4. Payments via payment systems that does not support refunds

This scam indicator is complementary, as there are a whole lot of legit shops using direct bank transfers, CashApp, Venmo or similar payment systems. Each of the latter has the same feature I’ve already mentioned above: these methods do not suppose any refund options. And this is what attracts scammers – once you’ve sent the money, there’s no way to get the money back.

Some sites may also offer payments in crypto, which is even less controllable than aforementioned payment methods. While crypto payments expand their presence slowly, they still remain a beloved bay for different scammers.

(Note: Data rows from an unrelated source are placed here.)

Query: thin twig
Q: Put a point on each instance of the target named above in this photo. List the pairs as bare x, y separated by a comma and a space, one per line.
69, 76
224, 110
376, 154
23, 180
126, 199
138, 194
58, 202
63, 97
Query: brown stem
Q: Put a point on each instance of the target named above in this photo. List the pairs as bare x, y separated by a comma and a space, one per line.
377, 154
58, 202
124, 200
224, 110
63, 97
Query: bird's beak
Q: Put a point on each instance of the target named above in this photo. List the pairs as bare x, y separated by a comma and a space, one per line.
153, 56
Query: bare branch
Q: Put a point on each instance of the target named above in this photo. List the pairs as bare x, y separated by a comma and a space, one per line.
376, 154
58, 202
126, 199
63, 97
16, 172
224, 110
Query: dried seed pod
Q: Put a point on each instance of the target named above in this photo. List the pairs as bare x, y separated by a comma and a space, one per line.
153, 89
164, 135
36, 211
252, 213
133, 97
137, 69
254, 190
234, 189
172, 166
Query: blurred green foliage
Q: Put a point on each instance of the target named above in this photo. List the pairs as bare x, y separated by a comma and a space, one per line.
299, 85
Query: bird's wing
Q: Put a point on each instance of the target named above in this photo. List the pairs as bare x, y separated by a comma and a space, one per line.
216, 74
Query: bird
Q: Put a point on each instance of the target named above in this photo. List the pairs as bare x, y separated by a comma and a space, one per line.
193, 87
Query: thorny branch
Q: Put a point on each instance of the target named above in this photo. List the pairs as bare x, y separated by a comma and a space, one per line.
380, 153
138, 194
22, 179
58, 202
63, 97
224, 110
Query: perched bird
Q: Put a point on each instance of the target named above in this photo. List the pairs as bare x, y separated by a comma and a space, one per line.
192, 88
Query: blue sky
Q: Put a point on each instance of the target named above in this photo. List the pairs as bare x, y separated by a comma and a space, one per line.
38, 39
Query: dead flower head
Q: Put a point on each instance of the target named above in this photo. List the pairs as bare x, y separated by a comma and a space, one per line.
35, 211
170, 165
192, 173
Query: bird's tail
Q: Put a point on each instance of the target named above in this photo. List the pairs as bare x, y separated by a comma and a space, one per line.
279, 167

5. Items’ images are sourced from another page

As fraudsters are unlikely to have any items on hand, they cannot create unique pictures. Thus their only option is simply to steal these images from other websites. When fraudsters sell the same items on different websites, you can find such pics on similarly-looking scam pages. By searching for the image on Google, you can prove the uniqueness of an image.

Copied item images

Image duplicates on another scam site, as well as on Amazon and Walmart sites

6. Design repeats the one of a different page

This is the continuation of the stolen images I’ve just described. As scammers may scam people on the same topic again and again, they reuse the same site design under the new address, and voila – a new scam is ready to rock-n-roll! In some cases, reverse image search advice I’ve mentioned above may lead you to the identical copy of the site you’ve started on. It allows you to uncover such scams pretty easy, but scammers who create them never aim at cautious users.

Copied design scams

Example of scam sites that duplicate each others’ design

Frequently Asked Questions about the Qjjkypde.com Scam

What is Qjjkypde.com?
Qjjkypde.com is treated as a suspicious online store. It may advertise unusually low prices, but shoppers risk receiving counterfeit items, poor-quality goods, or nothing at all.
How can I identify if Qjjkypde.com is a scam?
Look for several warning signs together: a recently created domain, missing contact details, unrealistic discounts, copied product images, no independent reviews, and refund or delivery complaints.
Is Qjjkypde.com a legitimate and reliable website?
No. Based on the warning signs, Qjjkypde.com should not be treated as a reliable store. Avoid entering payment details or creating an account there.
What Should You Do If You Have Shopped on Qjjkypde.com?
  • Contact your bank or card provider and ask about chargeback options.
  • Save screenshots, receipts, tracking numbers, and emails as evidence.
  • Change reused passwords and enable two-factor authentication on important accounts.
  • Watch for follow-up phishing emails pretending to offer refunds or delivery updates.
Can I trust customer reviews or testimonials on Qjjkypde.com?
Do not rely on reviews shown only on the store itself. Check independent sources, payment-protection options, and whether the business identity can be verified.

About the author

Daniel Zimmerman

Cybersecurity writer focused on scam websites, phishing pages, and suspicious online services. Daniel checks domain behavior, user-risk signals, and practical next steps before publishing scam reports.